Review written by C. A. Gerber
May 4th, 2026
A critique of modern conservative jurisprudence from a legal scholar and natural law expert. Hadley Arkes makes the argument that conservatives have been failing not because they don't have good arguments to make, but because they aren't making them. We have borrowed turf from our enemies, using their legal positivism as a defense of life and constitutional liberty instead of rejecting it as wholesale nihilism in the realm of jurisprudence. It isn't working, Arkes makes clear. The solution, he argues, is not to return to the moral ambiguity of Justice Oliver Wendell Holmes, but to go back still further, to the Founders of our nation, who recognized that even without a Constitution, without a Bill of Rights, without a Declaration of Independence, our rights would still exist, and would still be necessarily defensible, because, ultimately, they are founded on the unchanging law of righteousness, as President Calvin Coolidge wrote.

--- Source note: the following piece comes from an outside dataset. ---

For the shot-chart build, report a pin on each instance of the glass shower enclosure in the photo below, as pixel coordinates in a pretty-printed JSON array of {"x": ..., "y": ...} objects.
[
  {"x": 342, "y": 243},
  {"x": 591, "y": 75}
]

We must stop our treatment of moral rights as if it were a question of judicial propriety. Courts cannot avoid making moral judgements; the question is not to judge or to judge not, but rather to judge rightly, or to judge wrongly; and what we base our judgements on. What the court bases its judgements on cannot be only the law of a certain state or the letter of the Constitution; rather, Arkes understands the spirit of the laws. It was the reason for which the Constitution was drafted; the reason why the colonists of our nation broke with the British Empire. It was the reason that the founders of our nation could understand the same principles as we today can and do, yet they, of course, did not have the Constitution to guide them; they had only their souls, their inner conscience, the realization that all laws come from The Law.
Arkes makes several further points, arguing strongly against a “States' rights” understanding of abortion, and rather as a fundamentally moral issue. He also spends several chapters of this book contrasting the segregation of the twentieth century with the abortion of the twenty-first, and the Supreme Court’s correct decision but with flawed reasoning on both issues. Some of the points which he makes may seem controversial to the more libertarian-minded reader; he does not hesitate to argue that the state should punish some forms of what he terms “hate speech”—including, interestingly, the use of profanity in a public setting. While this may seem polemic, Arkes defends his thesis well, and the facts and data he uses are substantive.
Ultimately, this book is one that those interested in jurisprudence and law should read with open eyes, open ears, and open hearts; we may reject some of the conclusions he arrives at, but as an intellectually rigorous work, with flawless logic, the ultimate conclusion, the end destination at which all the strings tie together, is a conclusion that is impossible to dismiss.